Perhaps the lawn artistry and symbolism (following the collage/chaos instrumentum laboris) is just a passing symptom of syncretic, confused and fused evangelization, devoid of clear Christian affirmation. First the Tree of Life, then the Tree of “the knowledge of good and evil,” then the Burning Bush on holy ground, BUT NOW and once again a flat-universe and a merely cosmic tree rooted in only the dampened ground of Mother Earth.
A piece of lawn art serving as a territorial marking for a new-paradigm/hybrid religion? And, as dampened ground, a natural marking of territorial dominance as if by any typical quadruped in the wild during rutting season?
The historic elevation of some pre-Christian elements into the new creation of Christian symbolism/channels for grace was one thing (e.g., fertility and the family); but the surrender today of Christian verities to pre- post- and anti-Christian paganism and hybrid lawn markings is quite another (“images of two semi-naked pregnant women”).
The Amazon anaconda kills by incremental strangulation and then swallows its prey whole, head first. One could wonder, after this desecration (yes?) of the Vatican ground whether it should be reconsecrated…
“By Courtney Grogan
Vatican City, Oct 4, 2019 / 10:30 am (CNA).- Pope Francis witnessed an indigenous performance at a tree planting ceremony in the Vatican gardens Friday, during which people held hands and bowed before carved images of pregnant women, one of which reportedly represented the Blessed Virgin Mary. ”
An additional detail from CNA presented above.
That and other aspects of this “ecological ritual” may very well require a reconsecration…to follow up on the “ecological ritual.”
Perhaps Bergoglio being outside the circle was actually a part of the ritual, to symbolize/embody that a new church was being established with the Petrine office and Faith being…”developed.”
And all of this is happening during the Month of the Rosary.

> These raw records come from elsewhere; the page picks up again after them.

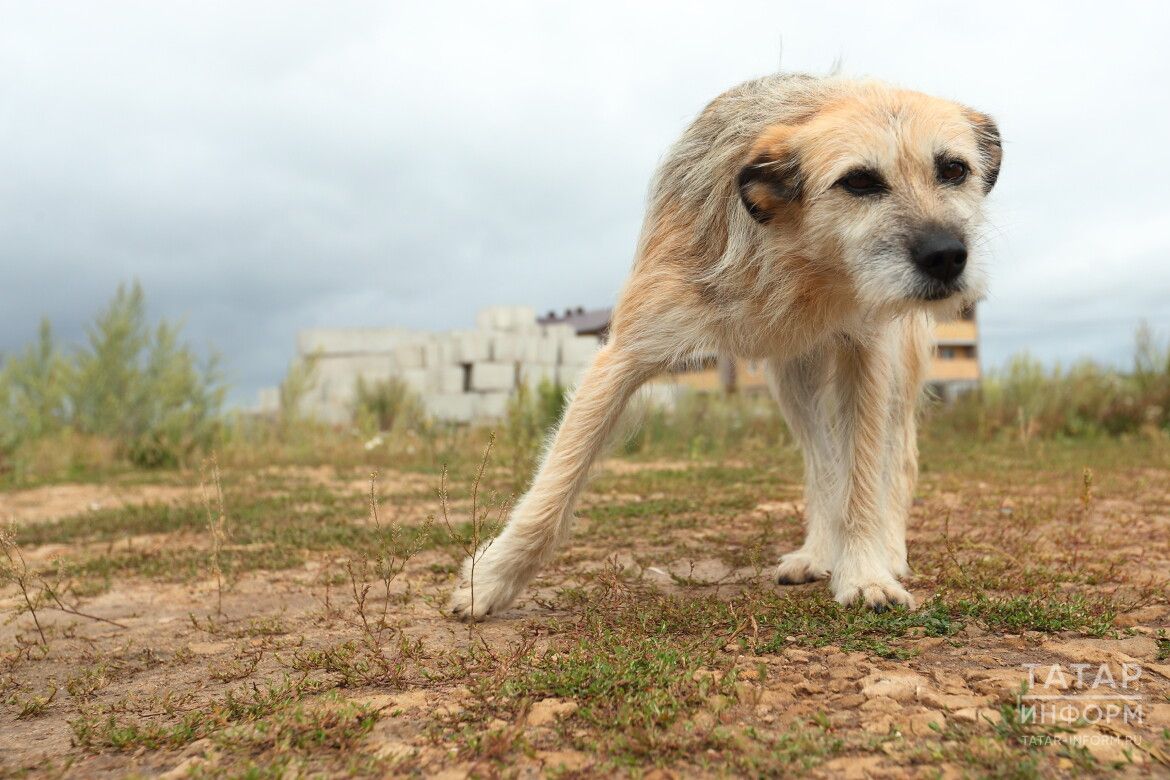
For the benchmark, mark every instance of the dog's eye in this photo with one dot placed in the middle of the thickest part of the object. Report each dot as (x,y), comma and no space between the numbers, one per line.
(951,171)
(862,183)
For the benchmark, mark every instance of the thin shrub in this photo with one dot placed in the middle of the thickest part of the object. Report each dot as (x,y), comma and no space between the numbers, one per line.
(136,386)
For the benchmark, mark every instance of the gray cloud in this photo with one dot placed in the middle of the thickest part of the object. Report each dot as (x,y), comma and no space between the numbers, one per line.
(266,167)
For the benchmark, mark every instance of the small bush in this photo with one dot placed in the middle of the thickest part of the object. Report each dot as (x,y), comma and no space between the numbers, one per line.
(383,406)
(1027,400)
(142,390)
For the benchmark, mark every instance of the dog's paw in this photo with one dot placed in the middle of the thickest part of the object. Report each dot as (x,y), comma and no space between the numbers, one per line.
(876,593)
(496,587)
(488,598)
(799,567)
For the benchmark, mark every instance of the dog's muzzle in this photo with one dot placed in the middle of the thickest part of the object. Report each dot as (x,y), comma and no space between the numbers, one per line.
(941,256)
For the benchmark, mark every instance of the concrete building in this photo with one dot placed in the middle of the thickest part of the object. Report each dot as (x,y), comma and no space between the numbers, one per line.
(460,375)
(469,374)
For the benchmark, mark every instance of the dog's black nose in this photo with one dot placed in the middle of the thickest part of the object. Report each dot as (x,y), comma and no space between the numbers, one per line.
(940,254)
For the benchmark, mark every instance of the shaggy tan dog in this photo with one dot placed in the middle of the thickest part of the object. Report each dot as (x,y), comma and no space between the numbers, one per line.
(819,225)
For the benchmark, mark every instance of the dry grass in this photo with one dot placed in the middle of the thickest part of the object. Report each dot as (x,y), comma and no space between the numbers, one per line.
(311,637)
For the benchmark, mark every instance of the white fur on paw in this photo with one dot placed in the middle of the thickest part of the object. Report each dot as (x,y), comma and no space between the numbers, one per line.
(798,567)
(490,596)
(876,593)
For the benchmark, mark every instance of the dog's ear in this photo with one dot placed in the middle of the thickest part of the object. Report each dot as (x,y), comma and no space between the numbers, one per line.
(770,181)
(991,147)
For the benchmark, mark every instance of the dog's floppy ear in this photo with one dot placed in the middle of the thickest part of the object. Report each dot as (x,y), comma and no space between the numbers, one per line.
(770,181)
(991,149)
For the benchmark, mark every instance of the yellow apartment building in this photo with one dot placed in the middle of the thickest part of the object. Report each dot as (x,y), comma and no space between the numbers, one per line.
(954,368)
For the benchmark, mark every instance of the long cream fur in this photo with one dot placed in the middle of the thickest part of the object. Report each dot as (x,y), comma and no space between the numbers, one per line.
(751,248)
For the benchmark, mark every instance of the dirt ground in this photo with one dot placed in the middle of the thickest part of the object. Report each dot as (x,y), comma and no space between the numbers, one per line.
(274,635)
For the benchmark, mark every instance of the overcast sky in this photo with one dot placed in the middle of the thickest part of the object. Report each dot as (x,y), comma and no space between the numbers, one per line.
(265,167)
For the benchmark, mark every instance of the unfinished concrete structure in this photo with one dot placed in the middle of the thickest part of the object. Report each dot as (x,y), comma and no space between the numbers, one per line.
(461,375)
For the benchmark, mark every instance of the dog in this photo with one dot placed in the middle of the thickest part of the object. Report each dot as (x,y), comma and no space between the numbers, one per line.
(818,225)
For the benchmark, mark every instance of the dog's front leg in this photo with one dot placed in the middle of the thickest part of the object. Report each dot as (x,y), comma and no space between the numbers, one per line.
(862,571)
(501,568)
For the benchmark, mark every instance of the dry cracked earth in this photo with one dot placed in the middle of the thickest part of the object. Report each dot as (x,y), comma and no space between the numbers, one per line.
(289,632)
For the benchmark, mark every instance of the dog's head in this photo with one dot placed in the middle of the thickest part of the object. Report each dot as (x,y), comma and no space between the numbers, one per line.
(886,185)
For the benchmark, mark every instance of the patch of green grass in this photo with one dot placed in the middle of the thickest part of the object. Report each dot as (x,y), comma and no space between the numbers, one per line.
(1039,613)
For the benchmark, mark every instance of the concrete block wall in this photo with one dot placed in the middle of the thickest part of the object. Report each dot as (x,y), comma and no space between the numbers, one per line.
(462,375)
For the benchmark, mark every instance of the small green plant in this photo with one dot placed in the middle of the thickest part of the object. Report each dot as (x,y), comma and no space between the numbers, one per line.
(384,406)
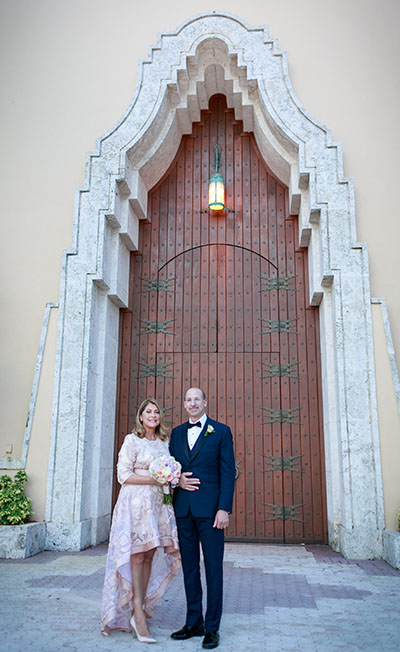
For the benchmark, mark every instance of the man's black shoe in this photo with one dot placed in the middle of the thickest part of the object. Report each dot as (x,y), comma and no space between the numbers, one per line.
(210,640)
(188,632)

I hope and pray that Francis’s successor as Pope will imitate St Boniface and take a chainsaw to that tree.
The “Sin of Manasseh” (2 Kings 21: 7-15) leads to the exile of Judah and the destruction of the Temple in Jerusalem. Just what was the “sin”? Exactly what just occurred in the Vatican Gardens. Manasseh, the King of Judah brought an Asherah into the courtyard and then into the Temple to “worship” (bow before). Just what is an Asherah? A carved graven image of the fertility goddess and/or a tree. Does the Pope not read the Bible?
I am sure he does read the Bible, but I am less sure that he applies it to himself.